Probably trauma, is the short answer. I’ve started reading, How to Be the Love You Seek, Let That Shit Go, You’re Perfect Partner won’t be Perfect! as my starting books. By all means, write to me about other greats I should read. I feel ready to break the cycle of all this. More ready than before. About a month ago, before Thanksgiving, because of this vaguely developed need to work till exhaustion, I had started to feel more aggravated. And so quit one job, winding down in hours at the other, when I got into an argument with my boss. Someone I’d only known for 3 months. Well, things didn’t go my way and I was kind of snappy, maybe even belligerent, not with threats just in attitude. I quit, I was close to losing my shit. I was so mad, the “people-out-to-get-me” got me again! Then, things intensified. The following week, I had some panic attacks that swung me into 2 different emergency rooms. How had I done it again? Tortured myself to the point of self-expulsion? My poor girlfriend, Rebecca, herself struggling with her own shitty job, it’s shitty boss, found it hard to console me. The both of us hating being broke, feeling stuck in a city with little support for our dreams. Miami’s highways add to it all, they make me feel like we’re further away than we really are. Now, I somehow felt like how I felt at the end of Mariela’s. On a bed, dying. Leaving the hospital with antihistamines, I thought, “Maybe I’m allergic to joy…”.
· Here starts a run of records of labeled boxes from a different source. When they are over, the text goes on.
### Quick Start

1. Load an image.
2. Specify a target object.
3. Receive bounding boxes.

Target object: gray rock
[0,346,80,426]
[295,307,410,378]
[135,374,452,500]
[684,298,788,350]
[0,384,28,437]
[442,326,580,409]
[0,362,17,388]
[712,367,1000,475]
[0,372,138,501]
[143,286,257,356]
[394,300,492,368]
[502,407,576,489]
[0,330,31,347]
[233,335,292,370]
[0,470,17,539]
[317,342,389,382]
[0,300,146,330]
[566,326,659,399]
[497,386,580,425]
Anyway, I’m better now, even though I’m acting lost. Internally, I feel like I’m quitting some negative behavior patterns. Externally, I’m confused about what I want to do next. One of the first things I did while panicking, was go to the new Barnes and Noble in Kendall (Barnes, if you’re as cool as me and Bex), to read about anxiety. It’s been two weeks now and I’ve been reading every day. I’m feeling more confident in my ability to find myself. Becoming more aware of the words with which I use to talk to myself. I’m trying to improve this relationship I have with myself, for the sake of the person I want to be one day. A person worthy of good work and a life embodied by love. Thank you for reading this. Is “If you’re reading this, it’s not too late” a good line?

I want to continue to use this website as a form of self-promotion. But, I also want to express on here something just as important: The ups and downs of a journey I’m on towards greatness.